Viewed from above, the most recognizable sign of progress at the memorial is the formation of the reflecting pools, marking the footprints of the Twin Towers and, since March, fully framed in steel. Inside each of the rectilinear craters, stone setters from the Port Morris Tile and Marble Corp. are installing the 350-pound granite panels that line the pools’ walls and floors.

According to Rich Gaviani, the foreman in charge of that crew, the job has been a formidable endeavor, both physically and emotionally.

“The first day I was here,” Gaviani said, “we were down in the lower level of the museum, and they had a mark on the floor that said, ‘0.0, North Tower.’ I was standing in the dead center of Tower 1, of where it used to be. That’s when I think we were all like, ‘Wow, this is what we’re doing.’”

Beneath the memorial plaza, hammers thunder against the bare steel and concrete walls of the nascent museum. Giant gleaming pumps are nested just below the bottom of the pools, awaiting connection to the pipes that will feed the waterfalls. Nearby, through a short maze of utility and mechanical rooms, what will become the museum’s imposing corridors and exhibition rooms are today as gray and coldly austere as an underground military bunker.

A worker keeps watch near the slurry wall on the west side of the site as sparks fall from the torch of a welder above.
Carl Glassman / Tribeca Trib
A worker keeps watch near the slurry wall on the west side of the site as sparks fall from the torch of a welder above.
Later this year, crews will begin work on the above-ground entry pavilion, which will house two “trident” columns recovered from the northern façade of Tower 1.

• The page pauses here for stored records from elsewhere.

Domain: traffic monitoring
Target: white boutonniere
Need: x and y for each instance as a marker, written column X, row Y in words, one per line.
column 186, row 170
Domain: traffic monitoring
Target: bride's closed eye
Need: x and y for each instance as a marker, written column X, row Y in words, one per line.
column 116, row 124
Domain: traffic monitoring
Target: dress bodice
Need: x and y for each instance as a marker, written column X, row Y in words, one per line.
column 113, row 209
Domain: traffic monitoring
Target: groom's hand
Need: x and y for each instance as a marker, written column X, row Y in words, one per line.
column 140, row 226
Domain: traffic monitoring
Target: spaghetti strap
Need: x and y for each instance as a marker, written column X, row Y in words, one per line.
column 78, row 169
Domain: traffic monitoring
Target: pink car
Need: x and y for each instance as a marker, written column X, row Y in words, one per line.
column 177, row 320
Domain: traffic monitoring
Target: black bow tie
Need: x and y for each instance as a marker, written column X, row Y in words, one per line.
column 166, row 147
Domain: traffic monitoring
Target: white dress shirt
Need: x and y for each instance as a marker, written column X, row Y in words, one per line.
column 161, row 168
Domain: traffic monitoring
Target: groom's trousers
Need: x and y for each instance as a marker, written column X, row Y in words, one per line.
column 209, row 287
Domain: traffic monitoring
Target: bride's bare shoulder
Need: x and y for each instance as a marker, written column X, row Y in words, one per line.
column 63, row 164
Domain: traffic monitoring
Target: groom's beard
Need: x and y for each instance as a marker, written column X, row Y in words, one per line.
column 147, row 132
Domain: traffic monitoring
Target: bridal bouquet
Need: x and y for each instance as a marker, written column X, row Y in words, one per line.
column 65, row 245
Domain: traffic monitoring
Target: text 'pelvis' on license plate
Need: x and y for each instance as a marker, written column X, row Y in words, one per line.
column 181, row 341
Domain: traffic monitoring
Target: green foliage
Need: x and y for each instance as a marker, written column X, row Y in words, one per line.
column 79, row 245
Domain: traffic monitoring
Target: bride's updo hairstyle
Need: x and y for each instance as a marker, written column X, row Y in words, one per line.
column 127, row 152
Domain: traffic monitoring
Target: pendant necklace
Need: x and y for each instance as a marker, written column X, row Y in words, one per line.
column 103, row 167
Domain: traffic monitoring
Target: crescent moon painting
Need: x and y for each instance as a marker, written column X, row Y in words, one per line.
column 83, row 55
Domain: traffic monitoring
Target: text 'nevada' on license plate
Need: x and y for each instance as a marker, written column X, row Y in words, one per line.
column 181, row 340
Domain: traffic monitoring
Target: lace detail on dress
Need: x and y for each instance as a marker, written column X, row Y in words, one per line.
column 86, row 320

Beneath the museum’s public halls, small tracts of soil still peek through the floor in a few unfinished corners of the superstructure’s lowest reaches, some 80 feet below street level.

Two iconic artifacts from the World Trade Center’s collapse—the Last Column, now encased in a hermetic seal, and the Survivors’ Staircase—already occupy their permanent spots in what will be the museum’s yawning main exhibition hall. In that same space, the rough surface of the Trade Center’s original slurry wall, which visitors will one day view from behind a rail, for now can still be touched.

Moving through the matrix of spaces that are to become the museum and memorial, their size and density conspire to skew one’s sense of scale. Squeezing through a tangle of steel rebar that protrudes from the floor, or climbing up a narrow scaffolding can unexpectedly lead to a trek across a long wide-open plain.

Surrounded by the everyday bits and pieces of a worksite—buckets full of shiny washers and bolts, coiled hoses and folded sawhorse, it is easy to lose sight of the enormity of these projects, or the emotional impact that awaits visitors in a little more than a year. But not so for those who work there daily.

“When you stand back and look at what you’ve done,” Gaviani said, standing at the bottom of the south reflecting pool, “you see something you’re going to tell your kids and grandkids about.”